In buildings with insulating foam sheathing between the structural sheathing and the siding, the exterior insulation raises the average temp of the structural timber, limiting the number of hours that the wood is below the dew point of the interior air and thus susceptible. The more exterior insulation there is (as a fraction of the total R), the warmer the wood stays, and the lower the overall risk. At some point (which varies with specific climate) the risk of accumulating enough water in the wood to cause problems drops to zero with increasing exterior R factor, at which point the drying capacity toward the exterior becomes irrelevant.
These are fundamentally cold climate zone issues- the warmer the climate, the less of a concern there is, since there are longer periods of reasonable drying conditions. If the average outdoor temp (not average daily low or high, but average overall) of your coldest winter month is above 35F you can pretty much forget about it, since even the outdoors will be above the dew point of the conditioned space air roughly half the time- any small amount of moisture that might condense on the wood overnight disappears like the morning dew as the day warms up. (The dew point of 68F 30% RH air is ~37F- if you keep the place warmer & more humid than that, adjust the average hazard temp upward.) Some water gets wicked into the wood during the colder spells, but there is sufficient drying time that it doesn't accumulate to damaging levels.
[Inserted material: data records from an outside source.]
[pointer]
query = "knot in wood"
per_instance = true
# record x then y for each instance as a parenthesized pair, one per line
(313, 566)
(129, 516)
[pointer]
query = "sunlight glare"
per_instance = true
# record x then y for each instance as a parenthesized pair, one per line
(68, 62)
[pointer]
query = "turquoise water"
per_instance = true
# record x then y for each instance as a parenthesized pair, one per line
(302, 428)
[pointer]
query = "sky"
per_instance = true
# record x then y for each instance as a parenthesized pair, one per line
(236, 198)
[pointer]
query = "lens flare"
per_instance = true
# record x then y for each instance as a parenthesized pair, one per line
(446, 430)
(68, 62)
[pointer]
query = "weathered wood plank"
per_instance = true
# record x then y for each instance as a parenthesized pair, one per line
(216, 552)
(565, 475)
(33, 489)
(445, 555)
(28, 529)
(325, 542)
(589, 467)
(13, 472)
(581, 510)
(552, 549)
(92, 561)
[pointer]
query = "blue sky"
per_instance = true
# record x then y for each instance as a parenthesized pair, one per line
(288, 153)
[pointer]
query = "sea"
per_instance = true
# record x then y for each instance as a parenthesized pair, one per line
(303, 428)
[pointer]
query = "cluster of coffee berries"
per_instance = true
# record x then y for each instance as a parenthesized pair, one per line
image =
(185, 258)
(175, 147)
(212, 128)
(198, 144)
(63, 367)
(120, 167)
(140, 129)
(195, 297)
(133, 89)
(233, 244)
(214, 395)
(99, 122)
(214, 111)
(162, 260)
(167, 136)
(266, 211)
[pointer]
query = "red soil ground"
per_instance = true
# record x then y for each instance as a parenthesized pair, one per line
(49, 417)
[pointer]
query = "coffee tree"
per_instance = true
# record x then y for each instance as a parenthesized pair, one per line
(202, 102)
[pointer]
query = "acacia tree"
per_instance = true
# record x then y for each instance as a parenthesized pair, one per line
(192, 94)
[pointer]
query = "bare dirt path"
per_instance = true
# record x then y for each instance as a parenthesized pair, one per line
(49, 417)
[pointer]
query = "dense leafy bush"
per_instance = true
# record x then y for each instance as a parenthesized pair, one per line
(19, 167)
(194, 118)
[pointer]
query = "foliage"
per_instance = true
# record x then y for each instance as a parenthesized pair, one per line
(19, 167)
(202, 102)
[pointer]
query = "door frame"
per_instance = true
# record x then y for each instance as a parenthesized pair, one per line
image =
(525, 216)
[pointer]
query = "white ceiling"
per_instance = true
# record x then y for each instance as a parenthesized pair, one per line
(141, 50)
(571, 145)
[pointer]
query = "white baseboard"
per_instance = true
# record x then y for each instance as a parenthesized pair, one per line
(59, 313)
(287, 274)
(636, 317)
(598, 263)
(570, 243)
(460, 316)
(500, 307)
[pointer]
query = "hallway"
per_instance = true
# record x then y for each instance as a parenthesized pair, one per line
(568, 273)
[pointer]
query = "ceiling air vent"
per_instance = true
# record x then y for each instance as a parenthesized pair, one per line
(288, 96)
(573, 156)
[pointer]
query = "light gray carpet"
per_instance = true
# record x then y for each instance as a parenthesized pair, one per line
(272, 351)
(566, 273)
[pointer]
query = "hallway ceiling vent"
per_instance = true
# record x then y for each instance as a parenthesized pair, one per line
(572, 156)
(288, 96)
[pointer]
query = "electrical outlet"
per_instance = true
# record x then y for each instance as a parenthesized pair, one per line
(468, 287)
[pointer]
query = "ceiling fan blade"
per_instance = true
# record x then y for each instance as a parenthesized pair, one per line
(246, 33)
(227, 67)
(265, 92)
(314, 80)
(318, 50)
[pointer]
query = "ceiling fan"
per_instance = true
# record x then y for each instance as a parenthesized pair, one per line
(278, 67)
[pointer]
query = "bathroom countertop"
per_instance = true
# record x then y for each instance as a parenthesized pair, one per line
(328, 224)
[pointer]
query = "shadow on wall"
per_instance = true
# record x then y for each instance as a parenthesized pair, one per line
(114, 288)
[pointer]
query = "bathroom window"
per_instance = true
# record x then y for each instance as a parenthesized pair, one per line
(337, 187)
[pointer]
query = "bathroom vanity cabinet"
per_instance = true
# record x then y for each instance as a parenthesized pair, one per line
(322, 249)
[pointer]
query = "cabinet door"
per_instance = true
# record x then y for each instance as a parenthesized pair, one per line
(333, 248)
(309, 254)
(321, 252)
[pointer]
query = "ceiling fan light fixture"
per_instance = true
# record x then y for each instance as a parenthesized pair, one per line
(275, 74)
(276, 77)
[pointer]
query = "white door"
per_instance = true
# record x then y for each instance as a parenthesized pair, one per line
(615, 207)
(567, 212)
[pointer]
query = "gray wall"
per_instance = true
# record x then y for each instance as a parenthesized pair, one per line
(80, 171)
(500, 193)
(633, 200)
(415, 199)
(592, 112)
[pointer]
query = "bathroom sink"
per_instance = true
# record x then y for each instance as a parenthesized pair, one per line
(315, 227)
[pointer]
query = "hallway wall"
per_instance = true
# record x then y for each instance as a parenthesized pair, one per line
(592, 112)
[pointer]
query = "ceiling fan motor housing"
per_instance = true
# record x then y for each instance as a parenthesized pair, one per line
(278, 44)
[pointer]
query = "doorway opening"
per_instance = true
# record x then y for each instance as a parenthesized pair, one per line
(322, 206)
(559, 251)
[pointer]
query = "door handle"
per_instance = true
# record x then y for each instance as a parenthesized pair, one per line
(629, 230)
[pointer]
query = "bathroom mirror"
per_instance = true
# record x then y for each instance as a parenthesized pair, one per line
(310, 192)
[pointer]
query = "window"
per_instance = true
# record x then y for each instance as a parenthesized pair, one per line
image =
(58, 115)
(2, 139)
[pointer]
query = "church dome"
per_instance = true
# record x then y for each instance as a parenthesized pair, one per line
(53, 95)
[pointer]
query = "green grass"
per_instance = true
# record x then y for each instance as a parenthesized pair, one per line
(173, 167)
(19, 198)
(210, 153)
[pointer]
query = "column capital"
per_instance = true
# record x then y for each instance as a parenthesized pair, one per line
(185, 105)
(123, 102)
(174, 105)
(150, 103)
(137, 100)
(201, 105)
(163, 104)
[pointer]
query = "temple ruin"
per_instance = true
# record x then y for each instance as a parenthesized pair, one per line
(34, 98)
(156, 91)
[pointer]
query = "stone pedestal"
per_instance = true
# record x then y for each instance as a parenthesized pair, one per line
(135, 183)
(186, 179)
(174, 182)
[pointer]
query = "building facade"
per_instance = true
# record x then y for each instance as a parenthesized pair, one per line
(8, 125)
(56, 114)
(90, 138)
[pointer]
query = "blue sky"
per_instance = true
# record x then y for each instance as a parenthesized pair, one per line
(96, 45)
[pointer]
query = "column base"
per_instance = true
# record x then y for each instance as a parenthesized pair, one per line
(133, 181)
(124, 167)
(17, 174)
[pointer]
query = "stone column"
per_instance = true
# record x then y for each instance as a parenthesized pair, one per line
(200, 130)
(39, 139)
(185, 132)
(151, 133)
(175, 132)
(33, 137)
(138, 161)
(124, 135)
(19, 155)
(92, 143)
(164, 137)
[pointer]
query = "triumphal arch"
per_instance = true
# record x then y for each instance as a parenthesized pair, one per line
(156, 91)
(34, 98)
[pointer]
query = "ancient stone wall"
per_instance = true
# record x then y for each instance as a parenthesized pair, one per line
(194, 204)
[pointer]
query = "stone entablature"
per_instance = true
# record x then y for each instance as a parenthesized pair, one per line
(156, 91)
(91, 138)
In a two week cold snap the moisture accumulation is rarely more than the wood itself can buffer and release during warmer temps without damage. But with average winter temps well below 35F that moisture stick around in the wood, absorbing enough water that might not dry until May unless the wall stackup limits the amount of moisture reaching the colder wood (with air-tight & vapor retardent interiors) and/or the drying capacity toward the exterior is maximized (high perm wrap & rainscreen gaps.)
Drier is always better, and on an assembly that must dry toward the exterior, higher perm layers on the exterior is usually a better choice than lower perm.
And in any stackup, interior air-tightness is more important than perm rating of the wrap (or the interior!), since air transported moisture is far more likely to create moisture transport rates high enough to cause problems than vapor diffusion from the interior. SIPs are easy to make air tight, but SIP structures are not inherently hermetically sealed, nor can they be counted on to remain as air tight as on day 1 for the next 50 years. Designing & building to be more resiliant to faults is always a good idea, even when striving to build perfectly.
There are methods of modeling all of this (WUFI, etc) but the general trends are clear.